LG Display goes for flexible display
South Korea’s LG Display Co Ltd said on Thursday that it will invest 1.05 trillion won ($908 million) to build a new local plastic organic light-emitting diode (OLED) display production plant, ramping up spending for the next-generation technology.
The decision was made at a board meeting on Wednesday, with the construction of the new facility, in the southern provincial city of Gumi, to be completed by the second quarter of 2017, the company said in a regulatory filing.
The investment accounts for 8.9 percent of the firm’s equity capital, it added.
LG Display not only is creating differentiated competitiveness in the mobile display market by offering more design formats only possible through the flexible OLED, but is laying the foundation for the growth of flexible OLED displays by establishing a full-scale 6th Generation production plant that produces large sized panels.
But it isn’t just the phone market that LG hopes will push demand for flexible OLED. In the same year, the company also started producing a 6-inch plastic flexible OLED for smartphones for the first time globally.
The flat panel maker runs two respective production lines in Gumi and Paju, north of Seoul.

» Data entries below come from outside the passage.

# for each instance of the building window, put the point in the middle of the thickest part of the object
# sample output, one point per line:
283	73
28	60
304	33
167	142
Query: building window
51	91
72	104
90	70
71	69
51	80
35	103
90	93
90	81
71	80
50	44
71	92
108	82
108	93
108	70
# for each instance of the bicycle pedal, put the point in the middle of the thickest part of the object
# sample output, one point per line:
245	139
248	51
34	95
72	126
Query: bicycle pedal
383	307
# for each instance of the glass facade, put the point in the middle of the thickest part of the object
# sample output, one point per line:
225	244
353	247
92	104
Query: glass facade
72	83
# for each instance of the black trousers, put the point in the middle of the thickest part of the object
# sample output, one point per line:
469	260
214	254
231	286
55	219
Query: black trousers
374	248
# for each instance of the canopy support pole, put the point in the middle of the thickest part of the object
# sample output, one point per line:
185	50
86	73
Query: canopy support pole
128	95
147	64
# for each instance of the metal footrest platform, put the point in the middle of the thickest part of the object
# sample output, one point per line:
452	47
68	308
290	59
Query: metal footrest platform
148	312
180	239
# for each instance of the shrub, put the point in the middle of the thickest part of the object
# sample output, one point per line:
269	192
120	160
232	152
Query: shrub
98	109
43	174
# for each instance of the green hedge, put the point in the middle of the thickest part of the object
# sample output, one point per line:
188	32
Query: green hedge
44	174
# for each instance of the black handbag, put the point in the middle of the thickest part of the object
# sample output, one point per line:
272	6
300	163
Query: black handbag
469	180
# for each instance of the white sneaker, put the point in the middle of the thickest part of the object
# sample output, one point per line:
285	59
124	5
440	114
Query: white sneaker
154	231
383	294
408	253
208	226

LG Display said the new facility should be able to produce flexible displays that are “foldable”, as well as displays that could be applied in automobiles.
“It is very likely that the first flexible iPhone may be introduced in 2018, as Apple’s top-tier display suppliers are working on it, ” claimed Korean media sources last month, and that might be one of the reasons behind LG’s near-$1 billion investment.
The company is scheduled to release its second-quarter earnings later in the day, with its operating profit forecast to have almost tripled from a year earlier, according to analysts.
Mass production is not expected to begin until early 2017.